Why I voted no to the Voluntary Assisted Dying Bill 2019 – Member for Darling Range Alyssa Hayden
The Voluntary Assisted Dying Bill 2019 is one of the most important and challenging pieces of legislation that will ever be debated by the current members of the WA Parliament.
I have heard and respected the views of many people on both sides of the debate and while I understand the appeal of voluntary assisted dying, I have grave concerns about it.
The legislation won’t prevent older, vulnerable patients from being intimidated or coerced into choosing to die.
Sadly, elder abuse happens frequently with reports showing 75,000 older Western Australians are at risk.
I am equally disturbed that voluntary assisted dying has been placed ahead of improving palliative care.

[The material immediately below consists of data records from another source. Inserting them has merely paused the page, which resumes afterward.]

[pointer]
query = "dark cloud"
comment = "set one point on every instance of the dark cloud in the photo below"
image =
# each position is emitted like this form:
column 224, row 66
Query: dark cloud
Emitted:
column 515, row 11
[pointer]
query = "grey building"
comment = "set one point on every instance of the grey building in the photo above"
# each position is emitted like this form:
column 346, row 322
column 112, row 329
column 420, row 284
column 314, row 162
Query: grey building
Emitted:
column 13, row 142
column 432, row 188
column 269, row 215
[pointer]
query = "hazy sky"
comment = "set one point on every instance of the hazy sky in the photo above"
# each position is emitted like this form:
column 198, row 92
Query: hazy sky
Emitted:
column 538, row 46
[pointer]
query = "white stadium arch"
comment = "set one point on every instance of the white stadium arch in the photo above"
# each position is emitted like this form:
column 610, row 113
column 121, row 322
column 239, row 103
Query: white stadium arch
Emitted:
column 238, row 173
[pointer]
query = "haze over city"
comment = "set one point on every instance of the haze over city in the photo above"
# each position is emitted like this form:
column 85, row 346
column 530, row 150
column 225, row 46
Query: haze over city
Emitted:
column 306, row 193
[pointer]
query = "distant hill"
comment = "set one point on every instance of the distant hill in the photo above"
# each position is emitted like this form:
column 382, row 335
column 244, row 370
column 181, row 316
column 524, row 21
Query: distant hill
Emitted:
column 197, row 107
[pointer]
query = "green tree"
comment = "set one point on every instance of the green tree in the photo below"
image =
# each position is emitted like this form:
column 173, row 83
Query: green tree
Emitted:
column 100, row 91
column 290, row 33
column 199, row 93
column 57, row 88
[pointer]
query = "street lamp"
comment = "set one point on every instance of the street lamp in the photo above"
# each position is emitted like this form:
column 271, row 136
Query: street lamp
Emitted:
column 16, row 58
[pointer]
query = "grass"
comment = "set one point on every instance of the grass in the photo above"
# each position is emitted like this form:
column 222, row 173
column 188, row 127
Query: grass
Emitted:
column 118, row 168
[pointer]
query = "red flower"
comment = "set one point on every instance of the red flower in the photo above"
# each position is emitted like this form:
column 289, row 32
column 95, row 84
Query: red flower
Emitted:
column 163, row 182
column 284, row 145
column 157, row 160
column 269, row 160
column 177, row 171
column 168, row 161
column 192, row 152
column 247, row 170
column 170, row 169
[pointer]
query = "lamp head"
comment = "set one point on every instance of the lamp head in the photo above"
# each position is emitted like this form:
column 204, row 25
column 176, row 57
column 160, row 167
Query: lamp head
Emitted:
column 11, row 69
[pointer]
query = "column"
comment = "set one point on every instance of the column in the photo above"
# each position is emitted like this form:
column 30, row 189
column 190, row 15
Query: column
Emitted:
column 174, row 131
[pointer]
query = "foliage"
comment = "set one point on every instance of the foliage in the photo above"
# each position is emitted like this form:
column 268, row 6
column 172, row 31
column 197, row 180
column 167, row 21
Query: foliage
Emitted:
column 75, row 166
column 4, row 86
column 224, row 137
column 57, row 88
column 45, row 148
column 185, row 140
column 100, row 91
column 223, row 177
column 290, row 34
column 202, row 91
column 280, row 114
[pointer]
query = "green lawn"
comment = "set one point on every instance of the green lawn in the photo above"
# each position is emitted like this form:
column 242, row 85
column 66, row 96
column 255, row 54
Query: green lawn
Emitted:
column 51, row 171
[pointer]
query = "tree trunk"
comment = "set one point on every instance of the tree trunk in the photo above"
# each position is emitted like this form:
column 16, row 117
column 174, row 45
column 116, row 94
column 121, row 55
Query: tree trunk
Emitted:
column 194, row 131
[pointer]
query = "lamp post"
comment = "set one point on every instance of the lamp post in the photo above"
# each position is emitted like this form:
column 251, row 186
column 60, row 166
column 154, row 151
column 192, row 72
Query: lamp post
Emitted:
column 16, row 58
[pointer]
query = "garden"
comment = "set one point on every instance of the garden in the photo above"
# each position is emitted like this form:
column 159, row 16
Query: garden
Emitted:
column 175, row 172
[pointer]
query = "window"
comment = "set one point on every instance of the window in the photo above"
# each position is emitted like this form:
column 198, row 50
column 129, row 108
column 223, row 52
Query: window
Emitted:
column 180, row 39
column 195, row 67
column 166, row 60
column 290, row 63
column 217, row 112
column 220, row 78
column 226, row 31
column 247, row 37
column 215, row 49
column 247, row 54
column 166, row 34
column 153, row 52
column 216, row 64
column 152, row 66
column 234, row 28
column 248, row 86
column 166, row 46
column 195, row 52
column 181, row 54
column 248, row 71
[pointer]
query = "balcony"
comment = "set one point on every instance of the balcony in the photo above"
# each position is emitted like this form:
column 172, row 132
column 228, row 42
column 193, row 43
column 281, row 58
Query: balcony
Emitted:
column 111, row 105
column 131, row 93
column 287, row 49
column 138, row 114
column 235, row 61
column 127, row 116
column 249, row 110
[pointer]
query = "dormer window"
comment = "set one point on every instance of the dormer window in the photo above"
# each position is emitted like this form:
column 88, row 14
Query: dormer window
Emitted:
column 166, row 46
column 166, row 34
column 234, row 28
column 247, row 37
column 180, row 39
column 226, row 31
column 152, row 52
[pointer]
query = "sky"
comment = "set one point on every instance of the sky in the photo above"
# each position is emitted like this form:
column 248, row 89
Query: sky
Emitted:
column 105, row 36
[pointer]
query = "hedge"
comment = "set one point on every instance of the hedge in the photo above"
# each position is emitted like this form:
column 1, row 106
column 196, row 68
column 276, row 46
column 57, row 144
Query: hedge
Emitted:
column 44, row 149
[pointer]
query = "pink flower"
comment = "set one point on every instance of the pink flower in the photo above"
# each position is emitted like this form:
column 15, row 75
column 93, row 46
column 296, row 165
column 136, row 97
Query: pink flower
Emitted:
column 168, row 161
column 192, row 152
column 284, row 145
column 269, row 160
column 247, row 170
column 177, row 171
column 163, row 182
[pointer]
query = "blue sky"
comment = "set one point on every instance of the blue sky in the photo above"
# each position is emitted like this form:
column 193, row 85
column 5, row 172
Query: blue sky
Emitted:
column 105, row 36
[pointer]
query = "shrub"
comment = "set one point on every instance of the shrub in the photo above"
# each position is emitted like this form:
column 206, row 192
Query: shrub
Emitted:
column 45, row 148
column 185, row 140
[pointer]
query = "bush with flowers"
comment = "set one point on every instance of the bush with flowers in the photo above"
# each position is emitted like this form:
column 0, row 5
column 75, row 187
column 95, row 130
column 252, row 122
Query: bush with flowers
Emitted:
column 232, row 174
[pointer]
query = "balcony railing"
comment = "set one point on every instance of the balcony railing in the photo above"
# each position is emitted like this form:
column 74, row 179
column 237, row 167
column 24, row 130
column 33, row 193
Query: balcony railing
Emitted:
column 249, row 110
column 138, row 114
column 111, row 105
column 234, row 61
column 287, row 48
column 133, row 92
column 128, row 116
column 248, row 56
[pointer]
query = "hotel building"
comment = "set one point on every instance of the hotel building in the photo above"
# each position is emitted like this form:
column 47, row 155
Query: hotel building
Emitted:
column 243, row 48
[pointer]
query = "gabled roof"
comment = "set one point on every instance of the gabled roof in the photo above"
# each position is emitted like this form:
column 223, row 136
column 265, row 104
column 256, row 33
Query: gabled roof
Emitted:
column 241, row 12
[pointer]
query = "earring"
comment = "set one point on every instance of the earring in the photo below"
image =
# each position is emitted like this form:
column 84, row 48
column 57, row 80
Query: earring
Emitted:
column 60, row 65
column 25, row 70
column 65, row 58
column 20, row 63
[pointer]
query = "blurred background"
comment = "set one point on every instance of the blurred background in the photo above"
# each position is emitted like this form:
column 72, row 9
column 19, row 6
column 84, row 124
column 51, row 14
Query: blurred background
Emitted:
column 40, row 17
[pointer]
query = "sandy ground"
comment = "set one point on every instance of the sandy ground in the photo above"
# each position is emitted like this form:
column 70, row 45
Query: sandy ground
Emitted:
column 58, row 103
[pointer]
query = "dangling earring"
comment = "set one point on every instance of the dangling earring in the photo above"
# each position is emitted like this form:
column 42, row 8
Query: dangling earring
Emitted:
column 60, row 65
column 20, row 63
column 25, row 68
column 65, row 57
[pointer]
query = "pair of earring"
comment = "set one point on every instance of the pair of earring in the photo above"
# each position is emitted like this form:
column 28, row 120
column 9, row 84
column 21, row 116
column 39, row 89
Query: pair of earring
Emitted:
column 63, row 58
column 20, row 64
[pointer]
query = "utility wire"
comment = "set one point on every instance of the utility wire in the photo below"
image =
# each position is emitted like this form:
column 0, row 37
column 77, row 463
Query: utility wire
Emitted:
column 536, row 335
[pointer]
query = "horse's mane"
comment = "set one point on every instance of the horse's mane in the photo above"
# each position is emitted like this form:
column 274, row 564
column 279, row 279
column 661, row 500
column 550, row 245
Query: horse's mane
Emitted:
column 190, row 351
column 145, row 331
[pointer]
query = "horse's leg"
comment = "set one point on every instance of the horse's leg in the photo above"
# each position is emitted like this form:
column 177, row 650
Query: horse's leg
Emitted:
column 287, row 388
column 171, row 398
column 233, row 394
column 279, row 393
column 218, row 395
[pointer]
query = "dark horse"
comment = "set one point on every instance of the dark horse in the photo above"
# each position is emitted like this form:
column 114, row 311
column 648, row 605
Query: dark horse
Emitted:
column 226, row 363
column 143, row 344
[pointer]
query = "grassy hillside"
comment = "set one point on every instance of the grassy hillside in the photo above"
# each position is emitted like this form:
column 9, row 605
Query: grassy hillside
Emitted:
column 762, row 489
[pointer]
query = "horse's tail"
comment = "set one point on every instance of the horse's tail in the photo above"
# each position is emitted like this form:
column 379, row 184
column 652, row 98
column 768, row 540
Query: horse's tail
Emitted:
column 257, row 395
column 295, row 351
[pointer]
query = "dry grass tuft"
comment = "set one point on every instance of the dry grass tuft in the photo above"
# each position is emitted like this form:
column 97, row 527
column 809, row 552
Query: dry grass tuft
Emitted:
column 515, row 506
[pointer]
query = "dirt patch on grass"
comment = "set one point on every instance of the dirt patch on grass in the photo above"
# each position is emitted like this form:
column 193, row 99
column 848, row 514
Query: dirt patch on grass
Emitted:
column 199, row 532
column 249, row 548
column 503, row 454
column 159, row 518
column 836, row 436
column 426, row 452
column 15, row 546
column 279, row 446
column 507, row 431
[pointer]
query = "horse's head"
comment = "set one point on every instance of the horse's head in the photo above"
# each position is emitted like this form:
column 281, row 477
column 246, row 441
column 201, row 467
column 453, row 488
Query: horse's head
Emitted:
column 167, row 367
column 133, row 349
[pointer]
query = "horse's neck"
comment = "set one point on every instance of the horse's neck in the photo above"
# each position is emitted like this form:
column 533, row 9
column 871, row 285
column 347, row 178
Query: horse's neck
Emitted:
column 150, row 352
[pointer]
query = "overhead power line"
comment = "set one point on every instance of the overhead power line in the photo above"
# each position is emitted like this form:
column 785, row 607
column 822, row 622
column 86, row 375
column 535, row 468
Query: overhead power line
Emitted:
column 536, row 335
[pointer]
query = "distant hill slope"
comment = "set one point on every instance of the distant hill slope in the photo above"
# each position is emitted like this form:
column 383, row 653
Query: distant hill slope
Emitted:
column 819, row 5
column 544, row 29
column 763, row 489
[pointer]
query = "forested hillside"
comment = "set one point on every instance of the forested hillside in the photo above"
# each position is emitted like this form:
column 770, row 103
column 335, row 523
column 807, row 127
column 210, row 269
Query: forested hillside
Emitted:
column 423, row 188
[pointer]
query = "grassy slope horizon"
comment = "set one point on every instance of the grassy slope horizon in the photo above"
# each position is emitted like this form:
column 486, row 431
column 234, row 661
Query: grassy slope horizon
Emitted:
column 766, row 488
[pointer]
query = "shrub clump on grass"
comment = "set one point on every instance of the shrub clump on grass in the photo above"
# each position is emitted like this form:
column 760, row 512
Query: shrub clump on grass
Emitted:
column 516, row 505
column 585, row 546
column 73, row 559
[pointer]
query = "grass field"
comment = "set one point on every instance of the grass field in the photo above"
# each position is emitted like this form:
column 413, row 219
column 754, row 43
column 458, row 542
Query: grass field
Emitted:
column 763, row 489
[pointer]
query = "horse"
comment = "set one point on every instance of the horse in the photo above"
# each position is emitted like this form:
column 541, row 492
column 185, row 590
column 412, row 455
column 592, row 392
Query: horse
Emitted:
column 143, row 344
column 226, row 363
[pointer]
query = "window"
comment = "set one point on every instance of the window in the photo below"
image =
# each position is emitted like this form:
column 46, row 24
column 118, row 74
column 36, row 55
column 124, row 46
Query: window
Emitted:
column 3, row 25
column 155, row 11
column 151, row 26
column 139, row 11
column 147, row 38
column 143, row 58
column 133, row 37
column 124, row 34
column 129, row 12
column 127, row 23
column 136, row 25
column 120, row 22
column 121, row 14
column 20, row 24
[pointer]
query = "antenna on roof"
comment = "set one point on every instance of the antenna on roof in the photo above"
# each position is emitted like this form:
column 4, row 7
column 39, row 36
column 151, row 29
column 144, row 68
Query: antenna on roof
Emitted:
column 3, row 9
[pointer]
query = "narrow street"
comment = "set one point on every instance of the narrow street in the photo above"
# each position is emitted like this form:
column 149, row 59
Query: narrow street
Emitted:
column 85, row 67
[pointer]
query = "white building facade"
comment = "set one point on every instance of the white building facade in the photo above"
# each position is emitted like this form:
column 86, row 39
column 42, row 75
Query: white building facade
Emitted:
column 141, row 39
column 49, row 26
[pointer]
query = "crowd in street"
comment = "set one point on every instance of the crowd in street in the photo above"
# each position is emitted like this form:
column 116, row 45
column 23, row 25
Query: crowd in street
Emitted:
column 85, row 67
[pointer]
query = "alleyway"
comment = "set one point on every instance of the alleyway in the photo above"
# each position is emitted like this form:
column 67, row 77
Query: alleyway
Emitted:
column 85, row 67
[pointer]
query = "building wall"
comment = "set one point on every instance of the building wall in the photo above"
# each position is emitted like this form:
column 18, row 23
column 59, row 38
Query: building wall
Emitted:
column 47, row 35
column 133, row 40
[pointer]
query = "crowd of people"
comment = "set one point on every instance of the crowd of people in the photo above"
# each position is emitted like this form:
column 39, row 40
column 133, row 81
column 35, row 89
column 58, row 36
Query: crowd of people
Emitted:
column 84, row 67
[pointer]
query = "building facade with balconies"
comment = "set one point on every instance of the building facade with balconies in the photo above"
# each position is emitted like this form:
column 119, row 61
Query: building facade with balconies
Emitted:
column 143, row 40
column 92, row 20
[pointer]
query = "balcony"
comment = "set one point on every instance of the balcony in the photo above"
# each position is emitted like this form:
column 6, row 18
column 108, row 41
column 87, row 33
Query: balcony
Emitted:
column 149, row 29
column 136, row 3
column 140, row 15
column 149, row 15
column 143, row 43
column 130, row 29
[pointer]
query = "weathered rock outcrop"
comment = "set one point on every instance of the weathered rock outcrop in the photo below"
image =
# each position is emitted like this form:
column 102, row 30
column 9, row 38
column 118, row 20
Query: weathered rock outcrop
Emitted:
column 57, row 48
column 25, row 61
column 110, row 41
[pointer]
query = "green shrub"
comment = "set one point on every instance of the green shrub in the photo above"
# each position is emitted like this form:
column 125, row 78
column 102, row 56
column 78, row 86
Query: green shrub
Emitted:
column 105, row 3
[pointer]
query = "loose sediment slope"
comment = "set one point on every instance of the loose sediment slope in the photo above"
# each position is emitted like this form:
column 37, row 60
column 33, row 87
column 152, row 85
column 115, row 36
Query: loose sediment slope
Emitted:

Palliative care provides significant benefits, particularly when accessed early and yet about 60 per cent of Western Australians are unable to access or are unaware of the services that are available to them.
In WA we only have 15 full-time palliative care services and have the lowest number of publicly funded beds per capita in Australia.
Legislation to combat elder abuse and action to address the gaps in palliative care should have been in place well before the introduction of voluntary assisted dying.
I believe Western Australian’s are looking for conviction and strength from their elected Members of Parliament.
We are note solely elected on the party we represent.
More and more our principles and convictions are asked of us and judged.
In the lead up to my election, I made it clear that I did not support voluntary assisted dying and I will stand by my convictions and the commitments I made to my community.
It takes only one life to be lost in error, as a result of abuse, in extreme discomfort or one attempt to fail, to void any attempt to safeguard this legislation.